Airport in New York, United States

Lt. Warren Eaton Airport , also known as Lt. Warren E. Eaton Airport, is a county-owned public-use airport in Chenango County, New York, United States. It is located two nautical miles (4 km) north of the central business district of Norwich, New York. It was established on June 17, 1952.

This airport is included in the National Plan of Integrated Airport Systems for 2011–2015, which categorized it as a general aviation facility. The airport has no scheduled commercial operations, but PrivatAir operates flights to Cincinnati for Procter & Gamble employees.

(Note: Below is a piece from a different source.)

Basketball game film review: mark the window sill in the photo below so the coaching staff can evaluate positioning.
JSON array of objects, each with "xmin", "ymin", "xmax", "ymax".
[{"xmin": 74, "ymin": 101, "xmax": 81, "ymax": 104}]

Lt. Warren Eaton(1888-1934) was the first president of The Soaring Society of America.

== Facilities and aircraft ==
Lt. Warren Eaton Airport covers an area of 147 acres (59 ha) at an elevation of 1,025 feet (312 m) above mean sea level. It has one runway designated 1/19 with an asphalt surface measuring 4,724 by 75 feet (1,440 x 23 m).

For the 12-month period ending August 9, 2017, the airport had 17,300 aircraft operations, an average of 47 per day: 81% general aviation, 18% air taxi, and 1% military. At that time there were 14 aircraft based at this airport: 93% single-engine, 7% multi-engine, 0% jet, and 0% ultralight.